Monday, February 20, 2012

Agropedia workshop...

Our backyard has become far away, West has taught us to to look far from where our roots are. today, when West wants us to look for resources, that has been depleted irreversibly by them, we are taught to stop believing our backyard. a result; we want our tacit knowledge "validated" by the western scientific theories. as a culture east believes in negotiation by participation, not colonialism. And the solution, even in the west should be community participation and not invasion. why is it that our governance, our education system has to look at paradigms that are western. And East is micro communities, discovering themselves every second day. Where is this locale? where is our backyard? Even comparatively well doing rural India (which surprisingly divides West and East again, in poverty, in population, in diversity of nature) is to a great extent, western. Our basic learning from our backyard is missing, Urbanization does not support local ecology, it invades.

So what is our culture, without which agriculture is not possible? Western model based, institutionalized, regimented approach will not look at our back yard, Our local schools are not enough, our governance structures either refrain, even protest to change and implement a basic learning system, that exists without boundaries. West is suffocated with its strictly regimented structures. So what is it that we do: new technologies demand the same approach of structured regimentation. we have, what about 56 alphabets? how could 26 of English capture the diversity?
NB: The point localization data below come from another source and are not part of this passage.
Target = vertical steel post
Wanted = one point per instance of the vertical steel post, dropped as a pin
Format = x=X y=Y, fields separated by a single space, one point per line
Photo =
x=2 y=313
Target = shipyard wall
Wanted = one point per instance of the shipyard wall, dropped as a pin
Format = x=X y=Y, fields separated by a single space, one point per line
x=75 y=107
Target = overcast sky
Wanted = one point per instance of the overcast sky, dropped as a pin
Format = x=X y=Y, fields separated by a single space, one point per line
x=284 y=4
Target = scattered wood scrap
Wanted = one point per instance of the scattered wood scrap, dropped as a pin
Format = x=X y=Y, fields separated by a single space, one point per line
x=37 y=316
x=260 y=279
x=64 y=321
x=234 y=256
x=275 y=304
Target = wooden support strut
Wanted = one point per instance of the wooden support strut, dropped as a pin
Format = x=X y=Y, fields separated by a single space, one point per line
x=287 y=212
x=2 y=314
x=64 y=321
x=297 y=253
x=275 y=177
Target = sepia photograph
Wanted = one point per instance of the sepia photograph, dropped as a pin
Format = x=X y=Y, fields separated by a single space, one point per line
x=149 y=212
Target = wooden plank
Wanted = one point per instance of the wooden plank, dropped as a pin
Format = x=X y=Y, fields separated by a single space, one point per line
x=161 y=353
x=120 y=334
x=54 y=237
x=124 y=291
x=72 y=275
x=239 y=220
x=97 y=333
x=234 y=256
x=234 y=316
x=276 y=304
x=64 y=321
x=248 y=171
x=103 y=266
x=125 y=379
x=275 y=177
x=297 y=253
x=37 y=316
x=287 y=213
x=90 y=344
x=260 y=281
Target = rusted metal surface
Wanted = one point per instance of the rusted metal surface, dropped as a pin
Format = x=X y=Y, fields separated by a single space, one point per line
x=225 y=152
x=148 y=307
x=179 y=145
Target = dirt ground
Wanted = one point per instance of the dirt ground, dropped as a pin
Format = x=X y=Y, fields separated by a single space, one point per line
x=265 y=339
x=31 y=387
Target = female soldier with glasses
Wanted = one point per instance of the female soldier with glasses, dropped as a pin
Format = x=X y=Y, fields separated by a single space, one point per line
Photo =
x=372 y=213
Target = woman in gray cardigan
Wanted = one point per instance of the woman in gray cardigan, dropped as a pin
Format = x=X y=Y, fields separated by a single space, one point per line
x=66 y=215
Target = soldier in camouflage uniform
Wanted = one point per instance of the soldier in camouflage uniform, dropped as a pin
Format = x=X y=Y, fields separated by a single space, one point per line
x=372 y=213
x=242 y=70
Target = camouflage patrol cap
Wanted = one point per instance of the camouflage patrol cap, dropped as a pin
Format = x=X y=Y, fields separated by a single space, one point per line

At the end, the vision of agropedia demands involvement of communities, micro-communities and the respect to locale specificity, a community context. if we want to ensure agropedia (...agropedia indica?) built to realize the vision, only possibility is through community participation. which, is not permitted by the institutional and governance structures, to which, you and I belong.Capacities are not needed in in scientific validation, but in building trust and developing micro-communities; could we imagine five farmers running a micropedia? the research...scientific validation, could not be a burden on freedom of knowledge. somewhere we are not, under the current circumstances, not doing and cannot do. unless we go to people, go to their backyards; but then privacy becomes a issue. a tricky question must be sought locally. we need to capture a large picture through agropedia, where fractal patterns are woven. A difficult task could only be solved through democratization of information and technology. agropedia is much larger.